Glotzer Lab
The Glotzer Lab investigates questions in cell organization, focusing on mechanisms such as coordinating the contractile ring and spindle position, assembling cortical domains for cell polarization, and regulating cortical contractility during morphogenesis. They employ model systems like C. elegans, human cells, yeast, and Drosophila, combining forward and reverse genetics, biochemistry, and live cell imaging. Their research has notably characterized the centralspindlin complex, pivotal in cytokinesis regulation. Pioneering optogenetics methods, they have shown RhoA activation induces cleavage furrows independently of spindle position or cell cycle stage.
Michael Glotzer
Rina Iwata
Katrina Longhini-Aldis
Lara Chocolat
Amruta Nayak
Casey Dubose
Recent
Aurora A and cortical flows promote polarization and cytokinesis by inducing asymmetric ECT-2 accumulation (2022)

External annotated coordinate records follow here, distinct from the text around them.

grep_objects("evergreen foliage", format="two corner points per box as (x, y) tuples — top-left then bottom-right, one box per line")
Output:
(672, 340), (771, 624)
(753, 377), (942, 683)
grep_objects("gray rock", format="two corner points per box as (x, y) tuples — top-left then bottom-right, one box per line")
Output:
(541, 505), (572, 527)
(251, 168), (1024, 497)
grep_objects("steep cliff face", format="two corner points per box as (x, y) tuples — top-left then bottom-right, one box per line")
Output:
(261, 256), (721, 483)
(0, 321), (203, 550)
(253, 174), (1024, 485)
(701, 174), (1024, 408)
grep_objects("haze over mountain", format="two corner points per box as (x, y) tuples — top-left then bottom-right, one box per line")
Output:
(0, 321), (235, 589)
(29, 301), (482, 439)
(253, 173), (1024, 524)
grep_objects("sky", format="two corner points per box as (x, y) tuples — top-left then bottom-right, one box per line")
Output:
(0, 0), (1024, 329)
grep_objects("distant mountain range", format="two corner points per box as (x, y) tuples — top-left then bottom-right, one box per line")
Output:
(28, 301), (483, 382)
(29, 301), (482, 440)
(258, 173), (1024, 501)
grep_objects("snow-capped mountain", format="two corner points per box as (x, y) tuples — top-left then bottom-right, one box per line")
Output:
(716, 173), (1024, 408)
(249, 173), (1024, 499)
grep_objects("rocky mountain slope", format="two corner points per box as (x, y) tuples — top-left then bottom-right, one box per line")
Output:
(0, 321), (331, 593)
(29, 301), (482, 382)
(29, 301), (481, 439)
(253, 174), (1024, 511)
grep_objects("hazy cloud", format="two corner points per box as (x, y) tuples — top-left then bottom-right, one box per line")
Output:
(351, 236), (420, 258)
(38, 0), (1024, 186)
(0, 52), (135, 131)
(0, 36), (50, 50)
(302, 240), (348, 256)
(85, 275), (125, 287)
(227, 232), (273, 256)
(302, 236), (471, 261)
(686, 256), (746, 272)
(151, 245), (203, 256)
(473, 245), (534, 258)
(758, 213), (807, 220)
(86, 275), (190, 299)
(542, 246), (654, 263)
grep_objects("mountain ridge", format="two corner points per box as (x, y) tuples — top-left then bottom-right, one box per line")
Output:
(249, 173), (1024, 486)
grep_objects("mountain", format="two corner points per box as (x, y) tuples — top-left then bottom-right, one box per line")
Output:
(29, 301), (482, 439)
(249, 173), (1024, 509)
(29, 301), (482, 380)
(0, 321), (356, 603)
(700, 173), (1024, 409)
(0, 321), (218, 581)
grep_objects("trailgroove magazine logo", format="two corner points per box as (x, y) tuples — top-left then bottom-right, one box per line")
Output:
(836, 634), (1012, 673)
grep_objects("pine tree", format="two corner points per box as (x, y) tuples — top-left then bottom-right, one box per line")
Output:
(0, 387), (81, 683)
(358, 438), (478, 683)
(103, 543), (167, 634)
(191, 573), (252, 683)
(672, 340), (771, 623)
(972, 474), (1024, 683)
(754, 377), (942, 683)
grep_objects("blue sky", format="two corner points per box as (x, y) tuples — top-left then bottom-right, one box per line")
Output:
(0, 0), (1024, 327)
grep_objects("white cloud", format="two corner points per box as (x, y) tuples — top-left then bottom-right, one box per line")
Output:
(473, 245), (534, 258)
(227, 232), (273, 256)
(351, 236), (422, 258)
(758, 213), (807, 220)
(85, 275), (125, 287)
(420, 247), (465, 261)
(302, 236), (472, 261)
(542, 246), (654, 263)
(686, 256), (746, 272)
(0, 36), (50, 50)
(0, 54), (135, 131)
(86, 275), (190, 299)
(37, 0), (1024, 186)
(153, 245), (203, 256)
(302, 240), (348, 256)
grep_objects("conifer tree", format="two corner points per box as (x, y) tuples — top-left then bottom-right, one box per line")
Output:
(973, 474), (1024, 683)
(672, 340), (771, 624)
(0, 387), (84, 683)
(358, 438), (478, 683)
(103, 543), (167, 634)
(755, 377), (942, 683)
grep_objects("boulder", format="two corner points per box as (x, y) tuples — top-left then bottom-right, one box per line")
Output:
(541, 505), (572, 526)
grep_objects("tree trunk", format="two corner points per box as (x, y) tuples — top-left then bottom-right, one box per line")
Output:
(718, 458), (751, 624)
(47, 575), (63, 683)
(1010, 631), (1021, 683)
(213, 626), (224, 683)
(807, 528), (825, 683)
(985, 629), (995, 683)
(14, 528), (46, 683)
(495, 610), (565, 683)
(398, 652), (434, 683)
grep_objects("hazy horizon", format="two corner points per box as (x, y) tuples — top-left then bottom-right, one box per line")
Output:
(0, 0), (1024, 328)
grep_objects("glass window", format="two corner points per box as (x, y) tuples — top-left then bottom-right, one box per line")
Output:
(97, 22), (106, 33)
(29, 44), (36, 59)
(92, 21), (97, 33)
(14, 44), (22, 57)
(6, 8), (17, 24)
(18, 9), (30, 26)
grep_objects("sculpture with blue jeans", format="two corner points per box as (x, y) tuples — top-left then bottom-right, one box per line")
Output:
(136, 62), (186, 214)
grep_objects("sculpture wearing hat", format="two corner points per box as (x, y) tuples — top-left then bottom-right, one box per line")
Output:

In the early Caenorhabditis elegans embryo, cell polarization and cytokinesis are interrelated yet distinct processes. Here, authors sought to understand a poorly understood aspect of cleavage furrow positioning. Early C. elegans embryos deficient in the cytokinetic regulator centralspindlin form furrows, due to an inhibitory activity that depends on aster positioning relative to the polar cortices. Scholars show polar relaxation is associated with depletion of cortical ECT-2, a RhoGEF, specifically at the posterior cortex. During both polarization and cytokinesis, results suggest that centrosomal AIR-1 breaks symmetry via ECT-2 phosphorylation; this local inhibition of ECT-2 is amplified by myosin-driven flows that generate regional ECT-2 asymmetry. Together, these mechanisms cooperate to induce polarized assembly of cortical myosin, contributing to both embryo polarization and cytokinesis.
Small GTPases modulate intrinsic and extrinsic forces that control epithelial folding in Drosophila embryos (2021)
Epithelial folding is a common means to execute morphogenetic movements. The gastrulating Drosophila embryo offers many examples of epithelial folding events, including the ventral, cephalic, and dorsal furrows. Each of these folding events is associated with changes in intracellular contractility and/or cytoskeleton structures that autonomously promote epithelial folding. Here, we review accumulating evidence that suggests the progression and final form of ventral, cephalic, and dorsal furrows are also influenced by the behaviour of cells neighbouring these folds. We further discuss the prevalence and importance of junctional rearrangements during epithelial folding events, suggesting adherens junction components are prime candidates to modulate the transmission of the intercellular forces that influence folding events. Finally, we discuss how recently developed methods that enable precise spatial and/or temporal control of protein activity allow direct testing of molecular models of morphogenesis in vivo.